Del tutto generica è, ancora, la contestazione che l’impresa assicuratrice muove alla quantificazione concreta del danno (v. punto n. 4 dell’atto di citazione in appello) per cui, in difetto di concrete indicazioni circa le voci di danno non dovute o quantificate in eccesso (in quanto l’età avanzata del deceduto ed il suo pregresso stato di salute erano già state valutate dal Tribunale) deve disattendersi ogni lagnanza in proposito.

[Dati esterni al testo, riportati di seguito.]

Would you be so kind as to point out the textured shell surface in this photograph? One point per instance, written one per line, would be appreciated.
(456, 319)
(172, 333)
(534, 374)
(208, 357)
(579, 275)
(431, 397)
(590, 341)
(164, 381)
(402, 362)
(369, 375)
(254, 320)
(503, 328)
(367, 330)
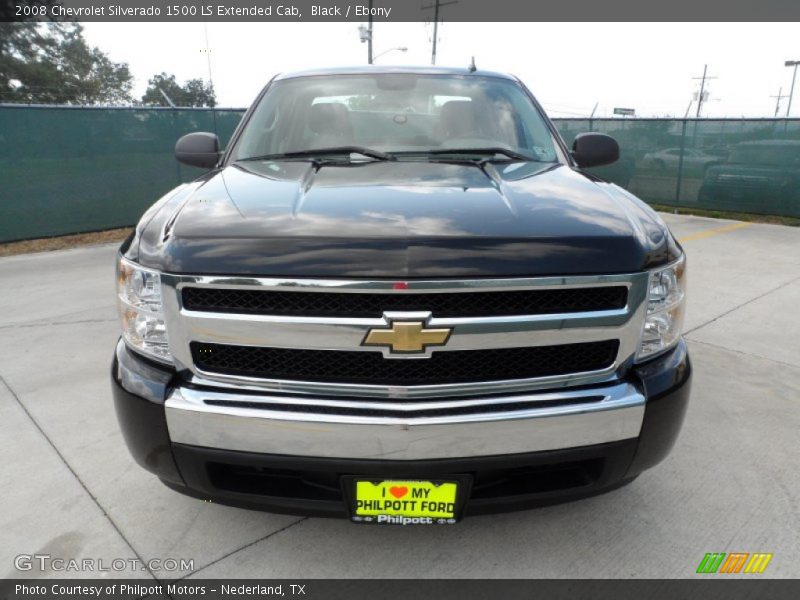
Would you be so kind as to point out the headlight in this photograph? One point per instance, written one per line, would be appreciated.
(140, 310)
(665, 308)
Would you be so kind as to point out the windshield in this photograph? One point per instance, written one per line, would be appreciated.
(395, 114)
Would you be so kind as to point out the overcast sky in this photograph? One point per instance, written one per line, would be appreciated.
(568, 66)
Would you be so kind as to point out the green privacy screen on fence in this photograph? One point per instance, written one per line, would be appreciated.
(69, 170)
(72, 169)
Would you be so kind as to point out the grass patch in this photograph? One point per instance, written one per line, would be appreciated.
(724, 214)
(65, 241)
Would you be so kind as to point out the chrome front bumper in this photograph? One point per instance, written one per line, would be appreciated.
(268, 424)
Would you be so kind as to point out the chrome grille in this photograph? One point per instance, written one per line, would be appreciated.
(370, 367)
(545, 333)
(373, 305)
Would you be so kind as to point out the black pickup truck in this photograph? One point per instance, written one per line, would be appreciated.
(398, 297)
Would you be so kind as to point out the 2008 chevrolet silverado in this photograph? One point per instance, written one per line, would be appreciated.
(397, 296)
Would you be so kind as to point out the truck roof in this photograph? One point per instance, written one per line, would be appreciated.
(373, 69)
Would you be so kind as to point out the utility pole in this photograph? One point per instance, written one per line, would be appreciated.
(369, 39)
(791, 63)
(437, 4)
(778, 99)
(365, 33)
(701, 97)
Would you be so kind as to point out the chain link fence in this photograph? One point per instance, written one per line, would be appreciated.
(77, 169)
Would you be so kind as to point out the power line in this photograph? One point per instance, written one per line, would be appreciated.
(436, 6)
(701, 97)
(778, 99)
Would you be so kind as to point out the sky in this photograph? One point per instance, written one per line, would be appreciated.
(570, 67)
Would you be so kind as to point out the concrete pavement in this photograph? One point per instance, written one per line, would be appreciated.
(731, 483)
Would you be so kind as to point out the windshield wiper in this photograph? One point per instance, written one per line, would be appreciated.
(486, 154)
(321, 152)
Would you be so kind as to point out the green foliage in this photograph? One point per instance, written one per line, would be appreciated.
(51, 63)
(194, 92)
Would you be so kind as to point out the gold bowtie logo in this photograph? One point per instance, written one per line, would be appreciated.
(407, 337)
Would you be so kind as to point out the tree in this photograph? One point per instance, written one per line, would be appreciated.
(194, 92)
(51, 63)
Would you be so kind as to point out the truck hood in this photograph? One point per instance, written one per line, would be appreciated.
(402, 220)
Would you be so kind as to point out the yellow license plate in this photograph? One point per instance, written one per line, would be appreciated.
(405, 502)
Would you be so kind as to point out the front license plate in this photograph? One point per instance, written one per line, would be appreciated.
(405, 502)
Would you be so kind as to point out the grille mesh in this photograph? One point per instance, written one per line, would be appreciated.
(466, 304)
(372, 368)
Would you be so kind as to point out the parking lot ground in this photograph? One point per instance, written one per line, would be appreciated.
(731, 483)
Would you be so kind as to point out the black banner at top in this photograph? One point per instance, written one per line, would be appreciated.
(282, 11)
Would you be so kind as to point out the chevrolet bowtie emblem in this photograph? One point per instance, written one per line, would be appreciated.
(407, 337)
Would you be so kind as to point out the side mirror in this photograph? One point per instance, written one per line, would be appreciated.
(594, 149)
(199, 149)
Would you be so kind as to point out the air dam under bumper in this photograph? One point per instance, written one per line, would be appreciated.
(286, 461)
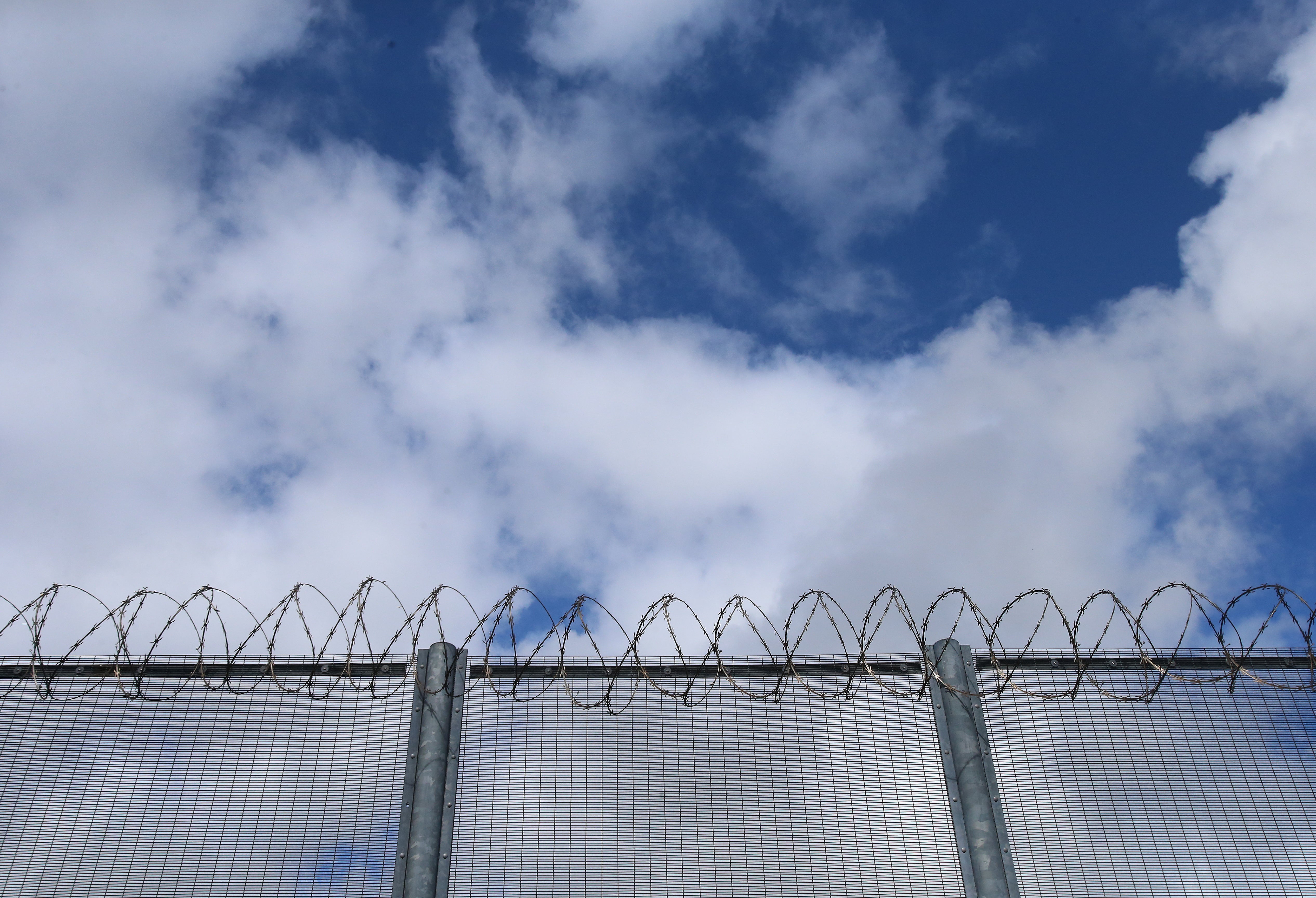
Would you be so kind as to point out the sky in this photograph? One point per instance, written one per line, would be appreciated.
(685, 298)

Sussistono, infine, gli estremi di fatto e di diritto, costituiti dal rigetto di tutte le impugnazioni, per dichiarare le spese del presente grado tra tutte le parti interamente compensate.
P.Q.M.
La Corte di Appello di Roma, Sezione Prima Civile, definitivamente pronunziando sugli appelli come in atti proposti così provvede:
a) rigetta l’appello principale e quello incidentale proposto da Fr.Ad., Fr.Ag. e Ri.An., l’appello principale proposto dalla Azienda Sanitaria Locale di Viterbo e dichiara inammissibile l’intervento volontario proposto dalla Fo.Sa. s.p.a.;
b) dichiara interamente compensate le spese del presente grado di giudizio tra tutte le parti.
Così deciso in Roma nella camera di consiglio del 4 marzo 2009.
Depositata in Cancelleria il 6 aprile 2009.